Le député PDK nie la crise dans la coalition au pouvoir

Les revendications d'absence de stabilité parmi les partenaires de la coalition au pouvoir au Kosovo les ont rejetées, le chef du groupe parlementaire PDK Memli Krasniqi. Selon lui, il n'y a pas de crise au sein des partis au pouvoir, car comme le programme directeur est respecté, il n'y a aucun problème parmi eux. Par conséquent, le député Krasniqi a souligné que les élections [...]
Selon lui, il n'y a pas de crise au sein des partis au pouvoir, car comme le programme directeur est respecté, il n'y a aucun problème parmi eux. C'est pourquoi le député Krasniqi a souligné que de nouvelles élections ne se tiendront pas cette année.

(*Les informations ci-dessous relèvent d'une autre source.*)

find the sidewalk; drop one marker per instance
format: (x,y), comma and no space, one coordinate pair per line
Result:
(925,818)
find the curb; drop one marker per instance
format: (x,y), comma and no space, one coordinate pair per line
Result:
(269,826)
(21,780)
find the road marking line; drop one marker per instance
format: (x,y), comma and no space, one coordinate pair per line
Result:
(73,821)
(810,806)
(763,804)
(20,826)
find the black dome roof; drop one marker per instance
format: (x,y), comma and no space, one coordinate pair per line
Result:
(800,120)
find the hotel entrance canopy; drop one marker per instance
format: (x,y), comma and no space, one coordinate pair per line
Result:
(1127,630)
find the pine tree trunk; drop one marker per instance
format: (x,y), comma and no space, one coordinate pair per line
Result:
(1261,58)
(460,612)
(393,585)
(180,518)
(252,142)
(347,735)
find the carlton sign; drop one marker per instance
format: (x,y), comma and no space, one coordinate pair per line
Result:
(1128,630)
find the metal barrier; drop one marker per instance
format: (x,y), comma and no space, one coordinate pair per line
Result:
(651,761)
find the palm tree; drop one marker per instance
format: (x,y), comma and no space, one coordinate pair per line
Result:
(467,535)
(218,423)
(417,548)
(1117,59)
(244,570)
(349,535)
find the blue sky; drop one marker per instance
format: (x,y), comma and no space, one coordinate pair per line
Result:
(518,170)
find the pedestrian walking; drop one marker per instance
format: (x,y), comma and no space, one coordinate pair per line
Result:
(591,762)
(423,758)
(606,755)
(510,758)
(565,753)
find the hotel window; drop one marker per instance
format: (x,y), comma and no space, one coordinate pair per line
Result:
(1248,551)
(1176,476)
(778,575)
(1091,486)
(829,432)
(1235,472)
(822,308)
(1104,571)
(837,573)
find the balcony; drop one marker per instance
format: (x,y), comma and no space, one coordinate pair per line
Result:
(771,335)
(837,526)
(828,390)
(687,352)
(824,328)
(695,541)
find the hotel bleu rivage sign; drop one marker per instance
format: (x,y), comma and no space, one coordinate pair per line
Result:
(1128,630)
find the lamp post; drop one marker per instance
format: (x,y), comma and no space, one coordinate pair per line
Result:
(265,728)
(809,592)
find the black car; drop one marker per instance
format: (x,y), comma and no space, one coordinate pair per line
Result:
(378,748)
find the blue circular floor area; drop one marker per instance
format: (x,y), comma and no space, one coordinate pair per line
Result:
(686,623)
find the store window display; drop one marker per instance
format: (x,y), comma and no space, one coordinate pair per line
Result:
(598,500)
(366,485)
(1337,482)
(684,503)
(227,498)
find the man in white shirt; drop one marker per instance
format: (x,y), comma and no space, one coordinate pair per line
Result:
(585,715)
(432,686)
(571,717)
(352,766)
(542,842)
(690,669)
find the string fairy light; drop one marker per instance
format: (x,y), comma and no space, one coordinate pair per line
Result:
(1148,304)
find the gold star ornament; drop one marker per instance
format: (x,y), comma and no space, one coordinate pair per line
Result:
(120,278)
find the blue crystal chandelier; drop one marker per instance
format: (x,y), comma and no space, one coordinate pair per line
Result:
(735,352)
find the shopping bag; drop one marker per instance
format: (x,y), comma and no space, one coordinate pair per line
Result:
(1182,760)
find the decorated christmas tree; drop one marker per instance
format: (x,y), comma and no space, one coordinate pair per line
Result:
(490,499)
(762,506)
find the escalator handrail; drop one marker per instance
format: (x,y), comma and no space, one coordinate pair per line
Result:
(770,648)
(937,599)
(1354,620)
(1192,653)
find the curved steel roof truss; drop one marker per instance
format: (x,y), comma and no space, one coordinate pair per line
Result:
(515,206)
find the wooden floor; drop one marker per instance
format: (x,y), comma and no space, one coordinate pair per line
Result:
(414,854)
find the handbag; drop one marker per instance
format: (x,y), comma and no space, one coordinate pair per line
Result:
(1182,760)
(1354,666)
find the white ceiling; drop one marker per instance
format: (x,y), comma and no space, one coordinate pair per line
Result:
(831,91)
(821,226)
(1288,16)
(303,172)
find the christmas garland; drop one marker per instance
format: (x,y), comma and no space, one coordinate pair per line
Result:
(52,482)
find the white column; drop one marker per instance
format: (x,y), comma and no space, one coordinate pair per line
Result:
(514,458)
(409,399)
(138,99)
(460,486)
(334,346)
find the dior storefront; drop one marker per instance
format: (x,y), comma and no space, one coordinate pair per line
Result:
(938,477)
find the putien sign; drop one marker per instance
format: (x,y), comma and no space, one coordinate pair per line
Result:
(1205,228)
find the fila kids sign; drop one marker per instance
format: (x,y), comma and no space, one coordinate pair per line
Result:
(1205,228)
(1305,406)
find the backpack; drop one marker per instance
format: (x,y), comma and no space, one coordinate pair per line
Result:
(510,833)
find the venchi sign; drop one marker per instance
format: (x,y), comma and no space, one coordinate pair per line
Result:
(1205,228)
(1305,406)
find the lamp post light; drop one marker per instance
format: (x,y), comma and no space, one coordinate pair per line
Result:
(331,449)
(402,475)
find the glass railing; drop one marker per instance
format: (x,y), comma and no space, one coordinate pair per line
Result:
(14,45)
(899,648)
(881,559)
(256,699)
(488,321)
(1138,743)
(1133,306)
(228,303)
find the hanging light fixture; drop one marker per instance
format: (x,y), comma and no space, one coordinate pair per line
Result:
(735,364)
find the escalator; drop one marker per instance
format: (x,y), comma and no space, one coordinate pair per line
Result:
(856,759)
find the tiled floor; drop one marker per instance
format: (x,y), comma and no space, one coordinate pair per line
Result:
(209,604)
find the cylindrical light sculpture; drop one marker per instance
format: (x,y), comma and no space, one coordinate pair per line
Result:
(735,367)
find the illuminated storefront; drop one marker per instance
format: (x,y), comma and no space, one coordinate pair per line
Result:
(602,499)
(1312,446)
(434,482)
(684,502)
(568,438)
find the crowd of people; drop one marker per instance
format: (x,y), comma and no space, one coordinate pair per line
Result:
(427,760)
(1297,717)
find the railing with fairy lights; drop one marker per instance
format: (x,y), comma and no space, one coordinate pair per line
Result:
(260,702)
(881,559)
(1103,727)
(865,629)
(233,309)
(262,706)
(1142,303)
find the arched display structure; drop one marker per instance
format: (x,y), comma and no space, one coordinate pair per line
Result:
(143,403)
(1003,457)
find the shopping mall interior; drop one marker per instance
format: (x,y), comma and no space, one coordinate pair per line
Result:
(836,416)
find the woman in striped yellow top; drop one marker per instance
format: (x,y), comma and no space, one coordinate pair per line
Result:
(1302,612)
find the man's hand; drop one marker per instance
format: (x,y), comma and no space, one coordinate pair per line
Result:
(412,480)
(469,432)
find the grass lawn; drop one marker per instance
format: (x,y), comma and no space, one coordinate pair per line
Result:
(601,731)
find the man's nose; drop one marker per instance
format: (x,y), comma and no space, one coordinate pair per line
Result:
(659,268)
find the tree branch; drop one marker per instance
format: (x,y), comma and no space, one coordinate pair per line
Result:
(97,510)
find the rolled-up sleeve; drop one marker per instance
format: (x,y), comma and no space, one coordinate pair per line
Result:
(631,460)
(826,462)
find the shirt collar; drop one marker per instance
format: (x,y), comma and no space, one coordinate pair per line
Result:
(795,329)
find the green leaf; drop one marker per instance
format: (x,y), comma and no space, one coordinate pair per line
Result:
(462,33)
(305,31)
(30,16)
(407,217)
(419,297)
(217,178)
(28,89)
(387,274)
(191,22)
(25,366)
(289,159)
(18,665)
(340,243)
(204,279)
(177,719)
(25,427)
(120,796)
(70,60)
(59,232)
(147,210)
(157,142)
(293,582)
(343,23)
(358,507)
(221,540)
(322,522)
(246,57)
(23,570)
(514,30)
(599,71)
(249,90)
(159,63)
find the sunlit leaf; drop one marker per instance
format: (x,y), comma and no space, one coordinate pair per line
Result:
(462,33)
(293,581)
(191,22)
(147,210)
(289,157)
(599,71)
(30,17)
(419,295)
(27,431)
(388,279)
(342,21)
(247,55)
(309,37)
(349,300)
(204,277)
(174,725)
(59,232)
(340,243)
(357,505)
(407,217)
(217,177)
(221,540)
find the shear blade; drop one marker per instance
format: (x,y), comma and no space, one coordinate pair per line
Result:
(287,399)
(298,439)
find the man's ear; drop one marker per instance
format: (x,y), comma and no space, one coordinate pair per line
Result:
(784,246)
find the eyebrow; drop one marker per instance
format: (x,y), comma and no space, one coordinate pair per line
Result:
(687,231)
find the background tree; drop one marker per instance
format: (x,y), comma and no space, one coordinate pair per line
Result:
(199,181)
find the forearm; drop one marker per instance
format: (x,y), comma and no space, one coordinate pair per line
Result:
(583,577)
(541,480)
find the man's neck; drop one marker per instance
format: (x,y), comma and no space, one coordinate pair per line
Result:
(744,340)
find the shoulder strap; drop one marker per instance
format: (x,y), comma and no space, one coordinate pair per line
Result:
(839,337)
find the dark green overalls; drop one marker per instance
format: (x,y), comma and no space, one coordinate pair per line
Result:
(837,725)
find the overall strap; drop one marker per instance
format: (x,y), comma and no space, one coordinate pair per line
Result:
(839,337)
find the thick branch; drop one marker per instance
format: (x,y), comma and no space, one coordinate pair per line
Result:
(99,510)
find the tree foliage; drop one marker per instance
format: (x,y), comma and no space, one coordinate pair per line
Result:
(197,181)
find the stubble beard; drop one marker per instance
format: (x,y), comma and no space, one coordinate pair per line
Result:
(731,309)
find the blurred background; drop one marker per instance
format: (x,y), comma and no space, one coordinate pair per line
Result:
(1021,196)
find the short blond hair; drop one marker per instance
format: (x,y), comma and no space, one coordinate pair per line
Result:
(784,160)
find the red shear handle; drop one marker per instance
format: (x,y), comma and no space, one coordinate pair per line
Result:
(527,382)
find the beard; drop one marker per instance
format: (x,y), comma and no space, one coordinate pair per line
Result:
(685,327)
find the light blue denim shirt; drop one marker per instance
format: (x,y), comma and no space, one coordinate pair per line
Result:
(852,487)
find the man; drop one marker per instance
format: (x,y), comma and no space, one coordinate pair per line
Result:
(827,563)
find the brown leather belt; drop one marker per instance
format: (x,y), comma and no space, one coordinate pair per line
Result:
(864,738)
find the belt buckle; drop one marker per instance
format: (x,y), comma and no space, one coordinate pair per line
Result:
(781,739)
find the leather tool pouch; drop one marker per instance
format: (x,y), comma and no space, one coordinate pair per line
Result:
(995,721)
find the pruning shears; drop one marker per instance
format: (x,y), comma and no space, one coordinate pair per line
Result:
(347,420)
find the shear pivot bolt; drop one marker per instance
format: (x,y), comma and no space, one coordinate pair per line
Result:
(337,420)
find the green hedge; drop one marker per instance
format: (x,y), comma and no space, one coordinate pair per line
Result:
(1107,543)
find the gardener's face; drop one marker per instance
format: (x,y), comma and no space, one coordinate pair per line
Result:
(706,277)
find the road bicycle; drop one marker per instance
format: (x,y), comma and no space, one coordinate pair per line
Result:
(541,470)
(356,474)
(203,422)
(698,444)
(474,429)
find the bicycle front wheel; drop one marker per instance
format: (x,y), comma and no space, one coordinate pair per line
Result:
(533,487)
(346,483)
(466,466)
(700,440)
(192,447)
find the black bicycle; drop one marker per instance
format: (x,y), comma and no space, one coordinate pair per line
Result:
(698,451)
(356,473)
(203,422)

Krasniqi a déclaré lors d'un entretien avec la presse du Kosovo que les travaux du gouvernement se poursuivaient et qu'ils ne s'écartaient pas du respect de l'accord de coalition.
Pendant ce temps, il a accusé les partis d'opposition de manquer de courage et d'harmonie entre eux des mesures qu'ils devraient prendre pour prétendre renverser le gouvernement Haradinaj.
Nous sommes pleinement d'accord avec les chefs de groupes parlementaires qui font partie de la coalition. Nous avons des réunions régulières et une communication constante et dans ce contexte il n'y a ni mouvement, ni changement. Je crois qu'il en est de même au gouvernement parce que vous voyez que le travail se poursuit. Nous avons dit et nous répétons aujourd'hui que tant que le programme gouvernemental sera respecté, c'est-à-dire notre contrat conjoint qui a permis l'établissement de ce gouvernement et la prospérité de son travail, il ne devrait y avoir aucun problème. Jusqu'à présent, il n'y a pas d'inconvénient à respecter cet accord”, dit Krasniqi.
Citant l'initiative de l'opposition pour une motion de censure contre le gouvernement Haradinaj, le député PDK, Memli Krasniqi, dit que ce refrain est à l'écoute depuis plus de 11 mois, mais sans rien de concret.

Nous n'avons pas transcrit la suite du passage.